Luna n'osait pas l'avouer, mais elle appréciait la présence des deux hommes. Parce qu'ils avaient immédiatement décidé de l'accompagner, sans même qu'elle ait à leur demander. De plus, ils se montraient efficaces au combat. Manaa maniait avec destérité son arme à feu, exploitant la surprise des vampires lorsque le premier tir fusa.
L'adolescente s'était permis de s'infiltrer dans son esprit pour le jauger, par précaution, et avait constaté qu'il agissait en toute innocence. Quant au lycanthrope, il savait fermer son esprit aux télépathes, elle devait se fier à ses actes.
Le râle du vampire, à ses pieds, lui rappela sa présence, ainsi que la faim qui se faisait sentir. Elle hésita un peu à avaler le liquide rouge à sa source, rebutée par le fait de devoir prendre cet individu dans les bras et coller ses lèvres contre son cou. Elle avait grandi sans avoir besoin de mordre d'humanoïde et se nourrissait de tout, ou presque. De fait, elle n'avait jamais envisagé le contact avec un autre être humain, au-delà de la relation d'affection ou éventuellement de l'activité sportive. L'adolescente scruta sa peau rêche.
« Oublie tes réflexes d'humains, Lou. Tu es à moitié vampire et cet chose gigotante est en ce moment ta proie. Lâche-toi, suce ce sang qui te nourriras. Tu n'es pas obligée de mordre sa peau. »
Malgré son effort d'auto-suggestion, la jeune fille ne parvint pas à se libérer de son inhibition et se détourna de cette tentation.
Mordre un animal était une chose, facilitée par l'excitation de la chasse. Boire le sang de cet homme en était une autre. Peut-être que si l'un d'entre eux était déjà mort…

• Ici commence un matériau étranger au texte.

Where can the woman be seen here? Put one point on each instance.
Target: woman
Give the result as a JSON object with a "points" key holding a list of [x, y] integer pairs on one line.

À peine pensa-t-elle à cette possibilité, que son regard se posa sur un corps démembré et déchiqueté. De nouveau le carcan d'éducation junsilien et elfique l'emporta sur sa faim ; il lui fut impossible d'envisager de toucher au cadavre. Tant pis, elle devrait se trouver à se nourrir ailleurs.
Redevenu bipède, Orchio déshabillait certains cadavres, en laissant le soin au pîjakil d'achever les survivants. Luna n'était pas très assurée par la mise à mort, ayant plutôt le réflexe de leur donner assez de soin pour survivre, et ensuite de les attacher pour qu'ils ne les poursuivent pas. D'un autre côté, une part d'elle se moquait un peu du sort de ses agresseurs. Et entre les deux, sa conception du monde était indécise.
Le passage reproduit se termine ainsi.